Accurate determination of lymph node involvement is a prerequisite for individualized therapy in patients with squamous cell carcinoma of the head and neck region. In a previous study, we showed that positron emission tomography (PET) with fluorodeoxyglucose F 18 with and without attenuation correction is superior to magnetic resonance imaging for this purpose in a scientific setting.
To evaluate the diagnostic accuracy of a shortened PET protocol (acquisition time, 20 minutes) in a routine clinical setting.
The results of static, nonattenuation-corrected PET performed on patients in 2 bed positions starting 40 minutes after the intravenous injection of 370 MBq of fluorodeoxyglucose F 18 and the results of morphologic procedures (computed tomography and magnetic resonance imaging) were compared prospectively in 70 patients for lymph node staging.
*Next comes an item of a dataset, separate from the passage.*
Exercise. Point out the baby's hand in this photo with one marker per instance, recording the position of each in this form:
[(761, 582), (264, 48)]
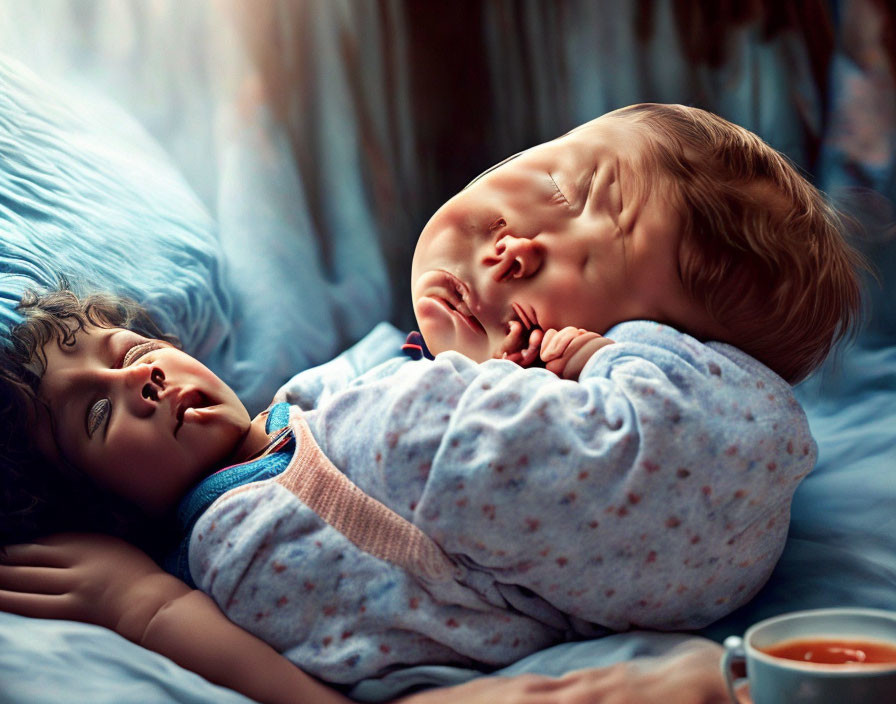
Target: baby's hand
[(566, 351)]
Postoperative pathologic findings served as a criterion standard.
An academic medical center.
The diagnostic accuracy of PET for detecting "neck sides" with malignant involvement was superior to morphologic procedures, with a sensitivity and specificity of 87% and 94%, respectively, compared with computed tomographic values of 65% and 47% and magnetic resonance imaging values of 88% and 41%, respectively.
A short PET protocol that is suitable for routine clinical use is superior to morphologic procedures (computed tomography and magnetic resonance imaging) for the detection of lymph node involvement in head and neck squamous cell carcinomas.